Sigg: a garrafa térmica fabricada em Frauenfeld

Sigg: a garrafa térmica fabricada em Frauenfeld

Antes ela era apenas uma garrafa de alumínio e nenhum alpinista que se preze sairia de casa sem estar carregando uma na mochila. Hoje é um acessório da moda, que acompanha as pessoas por todos os lugares.

A garrafa "Sigg", fabricada no vilarejo suíço de Frauenfeld, foi até utilizada pela estilista inglesa Vivienne Westwood no seu esforço de frear as mudanças climáticas. E detalhe: é reutilizável...






























Ela também se tornou um produto amplamente consumido em Bundanoon, cidade australiana que se declarou por motivos ecológicos contrária à venda de água potável engarrafada.

Há dois anos o fabricante suíço passou por uma fase difícil. Foi quando surgiram denúncias de que a parede interna da garrafa continha traços de bisfenol, um policarbonato comum utilizado na produção de garrafas plásticas ou mamadeiras, também conhecido como BPA (a substância foi proibida em vários países por suspeita de provocar danos à saúde humana). Posteriormente a empresa reconheceu o problema e admitiu ter cometido um erro de comunicação.

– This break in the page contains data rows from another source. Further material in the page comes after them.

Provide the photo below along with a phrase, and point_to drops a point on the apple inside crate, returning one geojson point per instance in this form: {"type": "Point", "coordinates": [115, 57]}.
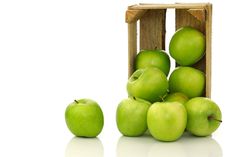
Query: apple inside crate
{"type": "Point", "coordinates": [152, 29]}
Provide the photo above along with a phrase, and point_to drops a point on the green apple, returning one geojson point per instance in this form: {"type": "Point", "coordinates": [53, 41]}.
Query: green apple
{"type": "Point", "coordinates": [153, 58]}
{"type": "Point", "coordinates": [187, 80]}
{"type": "Point", "coordinates": [187, 46]}
{"type": "Point", "coordinates": [150, 84]}
{"type": "Point", "coordinates": [178, 97]}
{"type": "Point", "coordinates": [84, 118]}
{"type": "Point", "coordinates": [204, 116]}
{"type": "Point", "coordinates": [131, 116]}
{"type": "Point", "coordinates": [167, 120]}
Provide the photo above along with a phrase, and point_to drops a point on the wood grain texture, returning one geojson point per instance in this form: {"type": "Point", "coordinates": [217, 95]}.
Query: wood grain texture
{"type": "Point", "coordinates": [199, 14]}
{"type": "Point", "coordinates": [134, 15]}
{"type": "Point", "coordinates": [132, 46]}
{"type": "Point", "coordinates": [208, 49]}
{"type": "Point", "coordinates": [168, 6]}
{"type": "Point", "coordinates": [152, 30]}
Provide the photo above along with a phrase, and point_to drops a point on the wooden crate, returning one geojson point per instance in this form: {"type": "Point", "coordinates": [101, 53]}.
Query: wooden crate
{"type": "Point", "coordinates": [152, 18]}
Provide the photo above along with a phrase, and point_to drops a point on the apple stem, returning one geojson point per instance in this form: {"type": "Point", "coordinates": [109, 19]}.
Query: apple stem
{"type": "Point", "coordinates": [213, 118]}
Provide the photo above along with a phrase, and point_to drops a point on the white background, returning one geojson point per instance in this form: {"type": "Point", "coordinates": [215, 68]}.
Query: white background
{"type": "Point", "coordinates": [55, 51]}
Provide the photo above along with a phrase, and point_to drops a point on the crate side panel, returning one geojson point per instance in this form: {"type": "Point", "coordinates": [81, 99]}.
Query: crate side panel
{"type": "Point", "coordinates": [132, 46]}
{"type": "Point", "coordinates": [152, 30]}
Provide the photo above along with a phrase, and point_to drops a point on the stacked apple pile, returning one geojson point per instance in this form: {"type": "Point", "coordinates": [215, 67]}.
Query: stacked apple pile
{"type": "Point", "coordinates": [169, 107]}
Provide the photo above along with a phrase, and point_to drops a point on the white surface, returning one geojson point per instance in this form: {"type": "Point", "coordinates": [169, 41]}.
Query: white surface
{"type": "Point", "coordinates": [53, 51]}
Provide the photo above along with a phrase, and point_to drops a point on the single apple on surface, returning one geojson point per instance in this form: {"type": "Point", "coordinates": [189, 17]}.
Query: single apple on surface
{"type": "Point", "coordinates": [187, 80]}
{"type": "Point", "coordinates": [150, 84]}
{"type": "Point", "coordinates": [131, 116]}
{"type": "Point", "coordinates": [178, 97]}
{"type": "Point", "coordinates": [204, 116]}
{"type": "Point", "coordinates": [167, 120]}
{"type": "Point", "coordinates": [84, 118]}
{"type": "Point", "coordinates": [187, 46]}
{"type": "Point", "coordinates": [153, 58]}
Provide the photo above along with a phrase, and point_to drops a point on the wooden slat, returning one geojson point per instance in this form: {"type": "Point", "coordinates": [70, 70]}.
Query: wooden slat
{"type": "Point", "coordinates": [152, 30]}
{"type": "Point", "coordinates": [134, 15]}
{"type": "Point", "coordinates": [199, 14]}
{"type": "Point", "coordinates": [132, 46]}
{"type": "Point", "coordinates": [208, 49]}
{"type": "Point", "coordinates": [168, 6]}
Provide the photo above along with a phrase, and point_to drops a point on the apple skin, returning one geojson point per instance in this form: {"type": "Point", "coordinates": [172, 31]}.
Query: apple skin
{"type": "Point", "coordinates": [187, 80]}
{"type": "Point", "coordinates": [167, 120]}
{"type": "Point", "coordinates": [176, 97]}
{"type": "Point", "coordinates": [153, 58]}
{"type": "Point", "coordinates": [150, 84]}
{"type": "Point", "coordinates": [84, 118]}
{"type": "Point", "coordinates": [131, 116]}
{"type": "Point", "coordinates": [204, 116]}
{"type": "Point", "coordinates": [187, 46]}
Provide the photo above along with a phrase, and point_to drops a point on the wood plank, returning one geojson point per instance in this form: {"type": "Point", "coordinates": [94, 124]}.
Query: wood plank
{"type": "Point", "coordinates": [168, 6]}
{"type": "Point", "coordinates": [208, 49]}
{"type": "Point", "coordinates": [132, 46]}
{"type": "Point", "coordinates": [152, 30]}
{"type": "Point", "coordinates": [199, 14]}
{"type": "Point", "coordinates": [134, 15]}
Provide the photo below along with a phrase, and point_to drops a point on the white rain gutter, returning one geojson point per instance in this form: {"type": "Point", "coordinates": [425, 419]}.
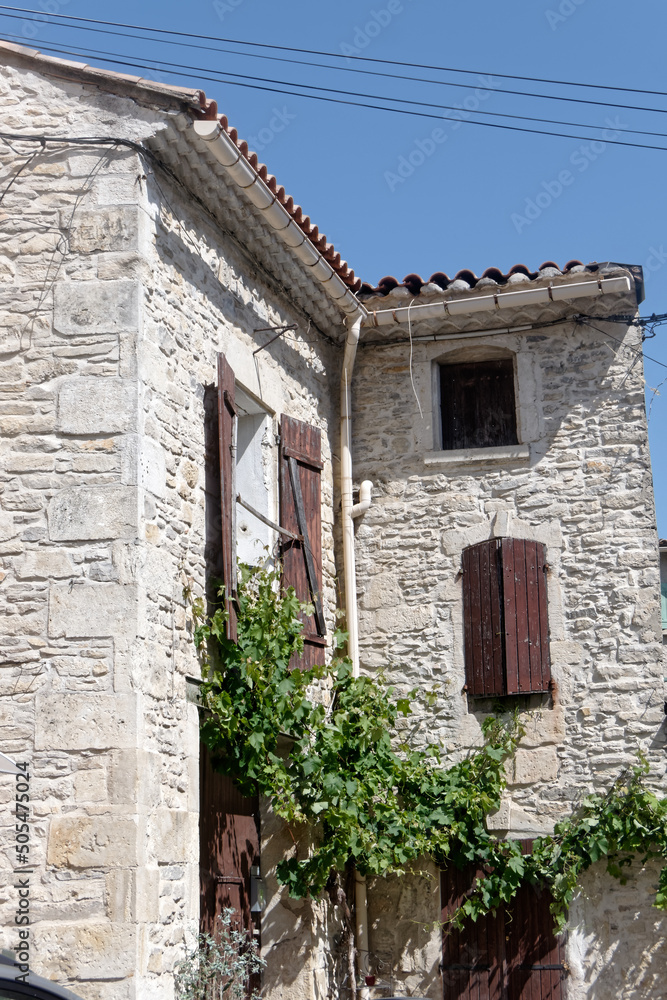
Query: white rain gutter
{"type": "Point", "coordinates": [551, 293]}
{"type": "Point", "coordinates": [500, 300]}
{"type": "Point", "coordinates": [350, 510]}
{"type": "Point", "coordinates": [278, 218]}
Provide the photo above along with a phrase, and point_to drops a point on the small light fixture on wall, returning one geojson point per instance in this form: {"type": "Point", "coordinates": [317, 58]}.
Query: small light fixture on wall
{"type": "Point", "coordinates": [257, 891]}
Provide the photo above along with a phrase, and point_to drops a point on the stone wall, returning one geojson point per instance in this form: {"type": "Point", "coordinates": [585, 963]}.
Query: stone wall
{"type": "Point", "coordinates": [584, 489]}
{"type": "Point", "coordinates": [117, 295]}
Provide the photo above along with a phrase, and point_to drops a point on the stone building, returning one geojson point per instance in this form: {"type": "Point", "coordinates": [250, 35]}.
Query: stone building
{"type": "Point", "coordinates": [162, 293]}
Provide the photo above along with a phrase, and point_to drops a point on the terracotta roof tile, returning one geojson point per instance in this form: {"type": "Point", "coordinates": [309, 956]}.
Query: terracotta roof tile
{"type": "Point", "coordinates": [465, 278]}
{"type": "Point", "coordinates": [198, 106]}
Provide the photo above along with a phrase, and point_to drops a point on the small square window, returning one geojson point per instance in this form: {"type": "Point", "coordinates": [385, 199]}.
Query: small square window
{"type": "Point", "coordinates": [477, 404]}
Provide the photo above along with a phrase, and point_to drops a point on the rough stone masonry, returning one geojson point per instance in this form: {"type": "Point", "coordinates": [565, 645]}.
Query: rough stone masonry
{"type": "Point", "coordinates": [580, 483]}
{"type": "Point", "coordinates": [117, 293]}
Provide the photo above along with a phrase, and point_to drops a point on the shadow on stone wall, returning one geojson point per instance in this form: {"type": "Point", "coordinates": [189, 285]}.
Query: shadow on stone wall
{"type": "Point", "coordinates": [617, 943]}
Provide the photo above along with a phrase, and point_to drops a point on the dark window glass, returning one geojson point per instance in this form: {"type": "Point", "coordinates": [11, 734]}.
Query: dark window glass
{"type": "Point", "coordinates": [477, 404]}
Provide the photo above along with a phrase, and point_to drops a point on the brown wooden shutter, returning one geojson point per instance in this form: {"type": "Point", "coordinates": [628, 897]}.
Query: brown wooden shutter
{"type": "Point", "coordinates": [227, 435]}
{"type": "Point", "coordinates": [510, 955]}
{"type": "Point", "coordinates": [228, 847]}
{"type": "Point", "coordinates": [483, 619]}
{"type": "Point", "coordinates": [505, 623]}
{"type": "Point", "coordinates": [472, 958]}
{"type": "Point", "coordinates": [301, 513]}
{"type": "Point", "coordinates": [525, 609]}
{"type": "Point", "coordinates": [534, 956]}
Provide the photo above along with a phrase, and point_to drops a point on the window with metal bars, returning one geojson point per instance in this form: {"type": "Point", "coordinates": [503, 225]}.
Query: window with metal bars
{"type": "Point", "coordinates": [505, 622]}
{"type": "Point", "coordinates": [477, 404]}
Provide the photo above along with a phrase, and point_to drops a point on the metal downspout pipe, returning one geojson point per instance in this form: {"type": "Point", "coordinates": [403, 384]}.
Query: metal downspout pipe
{"type": "Point", "coordinates": [349, 511]}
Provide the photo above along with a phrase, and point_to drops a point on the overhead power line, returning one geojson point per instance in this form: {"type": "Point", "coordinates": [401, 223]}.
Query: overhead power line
{"type": "Point", "coordinates": [336, 55]}
{"type": "Point", "coordinates": [373, 73]}
{"type": "Point", "coordinates": [161, 63]}
{"type": "Point", "coordinates": [243, 81]}
{"type": "Point", "coordinates": [367, 72]}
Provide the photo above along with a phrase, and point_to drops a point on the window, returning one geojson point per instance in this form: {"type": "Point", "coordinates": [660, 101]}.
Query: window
{"type": "Point", "coordinates": [510, 955]}
{"type": "Point", "coordinates": [246, 456]}
{"type": "Point", "coordinates": [506, 633]}
{"type": "Point", "coordinates": [477, 404]}
{"type": "Point", "coordinates": [255, 478]}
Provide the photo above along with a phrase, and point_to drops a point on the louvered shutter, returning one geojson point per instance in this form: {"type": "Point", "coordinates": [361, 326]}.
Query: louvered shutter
{"type": "Point", "coordinates": [535, 957]}
{"type": "Point", "coordinates": [510, 955]}
{"type": "Point", "coordinates": [472, 958]}
{"type": "Point", "coordinates": [483, 619]}
{"type": "Point", "coordinates": [228, 847]}
{"type": "Point", "coordinates": [227, 422]}
{"type": "Point", "coordinates": [525, 611]}
{"type": "Point", "coordinates": [300, 513]}
{"type": "Point", "coordinates": [505, 623]}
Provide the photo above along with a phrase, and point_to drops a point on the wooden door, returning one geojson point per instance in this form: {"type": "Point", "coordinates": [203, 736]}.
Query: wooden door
{"type": "Point", "coordinates": [510, 955]}
{"type": "Point", "coordinates": [229, 847]}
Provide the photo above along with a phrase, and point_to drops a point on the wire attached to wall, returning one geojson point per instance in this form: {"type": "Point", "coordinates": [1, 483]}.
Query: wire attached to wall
{"type": "Point", "coordinates": [412, 379]}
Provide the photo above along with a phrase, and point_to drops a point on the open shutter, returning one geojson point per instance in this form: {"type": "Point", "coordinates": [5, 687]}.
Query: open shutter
{"type": "Point", "coordinates": [227, 435]}
{"type": "Point", "coordinates": [482, 619]}
{"type": "Point", "coordinates": [472, 958]}
{"type": "Point", "coordinates": [228, 847]}
{"type": "Point", "coordinates": [505, 623]}
{"type": "Point", "coordinates": [525, 611]}
{"type": "Point", "coordinates": [301, 513]}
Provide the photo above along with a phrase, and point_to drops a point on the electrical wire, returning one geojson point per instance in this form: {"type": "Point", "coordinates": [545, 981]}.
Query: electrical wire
{"type": "Point", "coordinates": [119, 59]}
{"type": "Point", "coordinates": [161, 63]}
{"type": "Point", "coordinates": [412, 377]}
{"type": "Point", "coordinates": [332, 55]}
{"type": "Point", "coordinates": [585, 321]}
{"type": "Point", "coordinates": [357, 70]}
{"type": "Point", "coordinates": [445, 83]}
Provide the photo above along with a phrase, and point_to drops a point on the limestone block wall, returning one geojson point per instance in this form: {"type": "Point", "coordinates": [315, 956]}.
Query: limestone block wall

Ela sabia do problema desde 2006. Depois encontrou uma solução e ofereceu aos consumidores afetados, por um tempo limitado, garrafas de substituição sem o BPA. A medida serviu para mostrar que Sigg havia retornado à sua trilha.

"Extraímos a garrafa de uma peça única de puro alumínio e ela se transforma em uma peça sem costuras, com durabilidade e à prova de vazamentos", declara Walter Hinder, diretor-executivo da Sigg Suíça.

600 toneladas

A peça de alumínio se assemelha a um disco de hóquei antes de ser prensada por um golpe de 600 toneladas do pistão. Em seguida, o metal flui ao longo do pistão e se transforma em um cilindro. A peça toma sua forma final depois de 26 etapas adicionais.

"Então ela recebe o revestimento interno, vai para o forno para que o revestimento ganhe estabilidade e depois é pintada externamente na linha de produção com até seis diferentes cores."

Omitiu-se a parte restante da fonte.